Poco nuevo se puede decir de ¡Qué bello es vivir!. El clásico de Frank Capra (director de Arsénico por compasión, de la que ya hablamos aquí). Se repone todos los años por Navidad, gracias a un descuido a la hora de renovar sus derechos de emisión, y su influencia en el imaginario colectivo se ha mantenido hasta hoy. Así, en el capítulo Milagro en Evergreen Terrace, de Los Simpson, son varias las referencias al filme.
¡Qué bello es vivir! (It’s a wonderful life!, 1946) cuenta la historia de George Bayle (James Stewart), un humilde y bondadoso banquero muy querido en Beldford Falls. Con una familia que lo adora, una noche de Navidad decide suicidarse, tirándose desde un puente al helado río. Desde el cielo, Dios contempla la escena y manda a Clarence (Henry Travers, el padre de La sombra de una duda, de Alfred Hitchcock), un fallecido que está buscando sus alas para llegar a ser un ángel. Si consigue qe no se arroje, obtendrá su preciado deseo.

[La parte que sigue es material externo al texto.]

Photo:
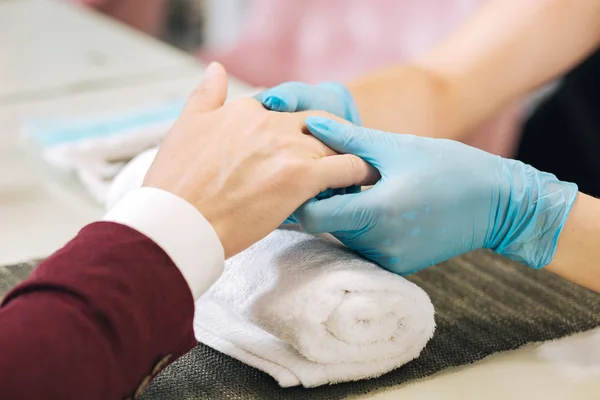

Las referencias al Cuento de Navidad de Charles Dickens son más que obvias. Con este relato, Capra quiso construir otra de sus historias positivas y optimistas, a la manera de las que realizaba antes de la Segunda Guerra Mundial. Sin embargo, la gente estaba desencantada tras el conflicto y optó por otros filmes más desangeladores como Los mejores años de nuestra vida, de William Wyler. La intención de Capra no era más que ésta:
No la hice para los críticos aburridos ni para los intelectuales pedantes. La hice para la gente sencilla como yo; gente que quizás había perdido a su marido, o a su padre, o a su hijo; gente que estaba a punto de perder la ilusión de soñar, y a la que había que decirle que ningún hombre es un fracasado.
En definitiva, dar un soplo de aire fresco a una población desanimada por el resultado del conflicto. Sin embargo, esta población no supo comprender el mensaje de la película, que no triunfó entre crítica y público hasta muchos años después, cuando empezó a ser programada en la televisión hasta la saciedad; sobre todo, en Estados Unidos.